Yes, here they are if we want to use them. (ref:
http://www.mathworks.com/help/techdoc/matlab_prog/f0-40063.html)
1. Parentheses ()
2. Transpose (.'), power (.^), complex conjugate transpose ('), matrix
power (^)
3. Unary plus (+), unary minus (-), logical negation (~)
4. Multiplication (.*), right division (./), left division (.\), matrix
multiplication (*), matrix right division (/), matrix left division (\)

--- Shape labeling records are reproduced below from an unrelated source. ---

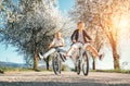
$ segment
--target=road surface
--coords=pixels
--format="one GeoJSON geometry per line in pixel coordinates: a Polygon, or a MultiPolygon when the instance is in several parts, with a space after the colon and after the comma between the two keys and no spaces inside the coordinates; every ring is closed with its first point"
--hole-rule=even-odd
{"type": "Polygon", "coordinates": [[[90,72],[15,72],[0,74],[0,86],[130,86],[130,74],[90,72]]]}

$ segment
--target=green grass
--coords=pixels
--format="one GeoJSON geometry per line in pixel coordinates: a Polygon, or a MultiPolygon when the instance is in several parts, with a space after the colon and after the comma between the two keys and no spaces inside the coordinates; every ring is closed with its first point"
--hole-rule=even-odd
{"type": "MultiPolygon", "coordinates": [[[[28,67],[11,67],[11,66],[0,66],[0,70],[3,72],[46,72],[47,71],[43,69],[39,69],[39,70],[35,71],[35,70],[28,69],[28,67]]],[[[49,71],[51,72],[52,70],[49,70],[49,71]]]]}
{"type": "Polygon", "coordinates": [[[130,70],[92,70],[91,72],[105,72],[105,73],[127,73],[130,74],[130,70]]]}

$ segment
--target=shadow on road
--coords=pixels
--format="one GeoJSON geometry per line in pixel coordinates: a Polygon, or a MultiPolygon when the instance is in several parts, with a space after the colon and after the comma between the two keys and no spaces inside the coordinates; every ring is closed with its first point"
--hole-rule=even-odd
{"type": "Polygon", "coordinates": [[[130,86],[130,84],[103,84],[92,82],[0,82],[0,86],[130,86]]]}

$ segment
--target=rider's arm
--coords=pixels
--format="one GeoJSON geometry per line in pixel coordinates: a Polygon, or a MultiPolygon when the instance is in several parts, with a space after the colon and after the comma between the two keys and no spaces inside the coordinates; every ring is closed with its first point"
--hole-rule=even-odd
{"type": "Polygon", "coordinates": [[[87,34],[86,30],[83,30],[83,34],[84,34],[84,36],[86,36],[89,40],[92,40],[92,38],[87,34]]]}
{"type": "Polygon", "coordinates": [[[53,39],[53,41],[49,45],[49,49],[54,46],[54,41],[55,39],[53,39]]]}
{"type": "Polygon", "coordinates": [[[72,41],[73,41],[73,42],[76,42],[76,30],[73,33],[73,35],[72,35],[70,38],[72,38],[72,41]]]}
{"type": "Polygon", "coordinates": [[[62,46],[63,46],[63,47],[65,46],[65,41],[64,41],[64,39],[62,39],[62,46]]]}

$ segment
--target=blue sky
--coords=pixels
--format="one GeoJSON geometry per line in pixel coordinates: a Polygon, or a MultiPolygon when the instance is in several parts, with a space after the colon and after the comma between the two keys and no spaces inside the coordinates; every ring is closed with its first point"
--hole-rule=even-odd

5. Addition (+), subtraction (-)
6. Colon operator (:)
7. Less than (<), less than or equal to (<=), greater than (>), greater
than or equal to (>=), equal to (==), not equal to (~=)
8. Element-wise AND (&)
9. Element-wise OR (|)
10. Short-circuit AND (&&)
11. Short-circuit OR (||)
>
> | Octave has it's own table for precedence and
> | exponentiation is the highest priority. We merely want to follow our own
> | rules and documented behavior.
>
> With my propopsed patch, the two tests that are failing are
>
> a = 0;
> assert (---a, 1);
>
> and
>
> a = 0;
> assert (!~a++, false)
>
> For the first, I guess we are parsing this as
>
> --(-a)
>
> so the error message about invalid lvalue makes sense. Are you saying
> that this should be parsed as
>
> -(--a)
>
> ? If so, maybe it would be clearer in the tests to write it as
>
> a = 0; b = 0; assert (---a, -(--b))
>
> If this is correct, then I think the problem is with the lexer, which
> is preferring the longest match when generating tokens for the parser,
> so it sees --- as -- -, not - --. I suppose we can fix this with
> additional lookahead.
I put a FIXME line in the tests for this case indicating that we should
really consider whether to bother fixing this outlier. Unless it is simple
to fix, I would propose just accepting the current behavior because there
are clearer ways to write ---a (and any bad programmers who attempt to use
this ungainly construction will be punished by having it fail!)
>
> For the second, it is apparently parsed as
>
> (! (~ a))++
You're right that this is parsing correctly. All three operators !,~,++
are at the same precedence level and so it should be parsed left to right.
On the other hand, the current Octave code does parse this the way you've
written it below. Should the test be changed to make the current code an
error?
> Is that incorrect? Is it supposed to be
>
> ! (~ (a++))
>
> ? I'm not sure what the right fix is for this one.